Pope to visit New York synagogue during U.S. trip

Pope Benedict will meet Jewish leaders in Washington and visit a synagogue in New York in acknowledgment of the Passover festival, which begins during his U.S. tour this month, U.S. bishops said on Thursday.

The meeting and synagogue visit closely follow a disagreement between the Vatican and the Jewish community over the release of a new Good Friday prayer for the Latin Mass that appears to seek the conversion of Jews, a practice largely ended in Church reforms 40 years ago.

The pope, who visits Washington and New York April 15-20, will meet with 200 leaders of other religions on April 17 and will speak separately with Jewish leaders afterward, the U.S. Conference of Catholic Bishops said in a statement.

The meeting is "to present to them a message of his cordial greetings for the imminent feast of Passover," said Monsignor David Malloy, the general secretary of the United States Conference of Bishops.

The pontiff, on his first trip to the United States since being elected leader of the Roman Catholic Church in 2005, will visit Park East Synagogue in New York City.

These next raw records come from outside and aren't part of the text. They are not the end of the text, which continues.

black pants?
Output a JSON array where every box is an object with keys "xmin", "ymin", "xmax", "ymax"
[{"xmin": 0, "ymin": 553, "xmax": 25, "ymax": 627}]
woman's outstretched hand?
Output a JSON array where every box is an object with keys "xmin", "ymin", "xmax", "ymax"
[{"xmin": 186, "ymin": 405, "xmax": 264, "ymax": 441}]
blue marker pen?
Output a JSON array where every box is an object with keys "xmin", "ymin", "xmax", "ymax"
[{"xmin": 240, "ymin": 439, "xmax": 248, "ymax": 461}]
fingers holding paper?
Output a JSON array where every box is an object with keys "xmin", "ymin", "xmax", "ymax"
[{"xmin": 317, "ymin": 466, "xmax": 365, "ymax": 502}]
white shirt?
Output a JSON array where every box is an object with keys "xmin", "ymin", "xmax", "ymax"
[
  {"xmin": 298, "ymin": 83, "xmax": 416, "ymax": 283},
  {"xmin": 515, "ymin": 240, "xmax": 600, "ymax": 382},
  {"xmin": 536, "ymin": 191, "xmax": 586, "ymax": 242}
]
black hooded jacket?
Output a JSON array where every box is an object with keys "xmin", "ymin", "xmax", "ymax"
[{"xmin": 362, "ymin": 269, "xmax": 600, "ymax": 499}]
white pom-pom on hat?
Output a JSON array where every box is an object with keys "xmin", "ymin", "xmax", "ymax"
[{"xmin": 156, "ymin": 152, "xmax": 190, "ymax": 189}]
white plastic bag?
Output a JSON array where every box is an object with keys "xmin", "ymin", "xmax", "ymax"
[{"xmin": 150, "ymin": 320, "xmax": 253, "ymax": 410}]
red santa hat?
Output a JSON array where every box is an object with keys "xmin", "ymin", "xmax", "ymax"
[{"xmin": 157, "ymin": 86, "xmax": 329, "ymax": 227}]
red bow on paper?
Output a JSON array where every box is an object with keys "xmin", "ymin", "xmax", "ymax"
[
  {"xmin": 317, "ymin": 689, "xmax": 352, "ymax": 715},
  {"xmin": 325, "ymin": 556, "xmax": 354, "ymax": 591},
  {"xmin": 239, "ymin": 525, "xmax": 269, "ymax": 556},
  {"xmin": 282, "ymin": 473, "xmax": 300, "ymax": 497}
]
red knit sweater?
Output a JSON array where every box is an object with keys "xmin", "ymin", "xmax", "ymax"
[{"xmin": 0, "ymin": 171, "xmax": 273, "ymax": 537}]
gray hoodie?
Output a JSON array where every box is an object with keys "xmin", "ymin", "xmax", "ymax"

Its rabbi, Arthur Schneier, is a Holocaust survivor who lived under Nazi occupation in Budapest during World War Two.

Pope Benedict, who turns 81 on April 16, is the first German elected head of the Catholic Church since World War Two. Although his family opposed Hitler's regime, he was forced to join the Hitler Youth and later the German army before deserting at the end of the war.

'GOOD WILL'

The visit, on April 18, would be only the second time Pope Benedict has visited a synagogue and only the third time a modern pope has entered a Jewish place of worship.

"By this personal and informal visit, which is not part of his official program, His Holiness wishes to express his good will toward the local Jewish community as they prepare for Passover," Malloy said.

Pope Benedict visited a synagogue in Cologne, Germany, in 2005 to pay tribute to Jews from the city who died during the Holocaust. His predecessor, Pope John Paul, visited a synagogue in Rome in 1986.

The Passover festival, which begins April 19 this year, commemorates the Jews' escape from slavery from the pharaoh in ancient Egypt.

The pope's synagogue visit comes just two months after the Vatican surprised Jews by approving a revised version of a Good Friday Mass in Latin that included a line asking God to help Jews "acknowledge Jesus Christ as the savior."

Most churches celebrate Mass in the local language, so the Latin Good Friday prayer was heard by very few congregations worldwide. But Jewish groups expressed disappointment over the wording, viewing it as a step backward after decades of improvement in Jewish-Catholic relations.

Reforms in the 1960s led to the Church dropping references to conversion of Jews in Good Friday prayers and were seen by many Jews and Catholics as affirming that God had a covenant with the Jewish people.

Pope Benedict touched off the controversy last year when he agreed to make the old-style Latin Mass more available for traditionalists along with a missal, or prayer book, that had been phased out in reforms of the 1960s.

The pope had agreed not to use the traditional Latin prayer because of its references to Jews' "blindness" over Christ and other language considered offensive.